It’s also why commitment and clarity are necessary, but not sufficient, for successful change. You can be extremely committed to making a change and very clear about where you’re headed, and still struggle to actually achieve your goals. The capacity to make changes that involve habitual behavior doesn’t develop overnight. It takes practice and time, especially for new behaviors to become integrated and automatic.

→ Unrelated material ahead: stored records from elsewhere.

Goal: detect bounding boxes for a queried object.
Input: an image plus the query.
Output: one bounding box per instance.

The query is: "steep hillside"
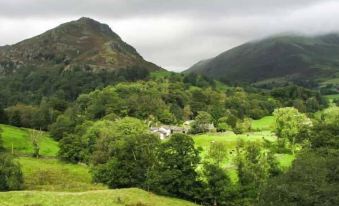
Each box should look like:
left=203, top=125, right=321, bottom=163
left=0, top=17, right=160, bottom=74
left=186, top=34, right=339, bottom=84
left=0, top=17, right=162, bottom=104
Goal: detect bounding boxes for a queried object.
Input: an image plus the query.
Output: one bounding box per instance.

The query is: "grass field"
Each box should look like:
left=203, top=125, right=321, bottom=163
left=194, top=131, right=276, bottom=152
left=251, top=116, right=275, bottom=131
left=0, top=124, right=59, bottom=157
left=0, top=188, right=198, bottom=206
left=193, top=130, right=294, bottom=182
left=325, top=94, right=339, bottom=101
left=18, top=157, right=105, bottom=191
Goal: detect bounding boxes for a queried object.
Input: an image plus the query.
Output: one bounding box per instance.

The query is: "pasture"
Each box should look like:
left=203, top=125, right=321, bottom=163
left=0, top=188, right=198, bottom=206
left=18, top=157, right=105, bottom=191
left=0, top=124, right=59, bottom=157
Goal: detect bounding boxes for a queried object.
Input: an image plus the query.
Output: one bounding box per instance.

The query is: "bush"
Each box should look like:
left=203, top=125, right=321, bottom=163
left=0, top=154, right=24, bottom=191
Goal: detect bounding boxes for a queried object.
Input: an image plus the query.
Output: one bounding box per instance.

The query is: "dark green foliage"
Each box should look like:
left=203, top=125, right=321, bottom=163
left=92, top=133, right=160, bottom=189
left=90, top=118, right=160, bottom=189
left=225, top=87, right=277, bottom=120
left=190, top=111, right=212, bottom=134
left=0, top=154, right=24, bottom=191
left=149, top=134, right=201, bottom=200
left=0, top=66, right=151, bottom=107
left=235, top=141, right=281, bottom=204
left=202, top=163, right=233, bottom=206
left=0, top=105, right=7, bottom=124
left=259, top=150, right=339, bottom=206
left=49, top=108, right=80, bottom=140
left=271, top=85, right=328, bottom=112
left=58, top=134, right=88, bottom=163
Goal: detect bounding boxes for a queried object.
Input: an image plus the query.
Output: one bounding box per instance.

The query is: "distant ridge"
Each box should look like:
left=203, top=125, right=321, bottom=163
left=186, top=34, right=339, bottom=84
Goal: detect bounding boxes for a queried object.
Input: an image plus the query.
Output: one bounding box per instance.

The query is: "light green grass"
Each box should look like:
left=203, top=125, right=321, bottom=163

Action Steps: Building Capacity for Change

  1. Clearly define the new skills and competencies. Be as specific and concrete as possible. What do you (and/or your team) need to be doing differently in order to make the change you want? Be sure to consider both new technical skills that people might need as well as new interpersonal skills and/or management skills.
  2. Create opportunities for practice. And be clear about the standards – how will you know when you or others have mastered the skill?
  3. Get resources and support. Sometimes people need help changing their behavior. This might include classroom training, on-the-job training, a peer consultation and support group, mentoring, or coaching.
  4. Make sure policies support the new behaviors. For example, if you’re asking the customer service representatives to spend as much time on the phone as necessary to ensure that a customer is satisfied, make sure that people aren’t rewarded for high call volume.
  5. Plan for mistakes and failures. Use them as an opportunity to learn. As a leader, allow them for a period of time without consequences, but provide prompt feedback.
  6. Take good care of yourself. Good self-care is the foundation that supports our ability to manage ourselves well in the midst of change. Eating well, getting enough rest, and engaging in regular physical activity are all important ways to build your capacity for tolerating the stress that can come with change.

How have you been most successful in building the skills you’ve needed to make a change?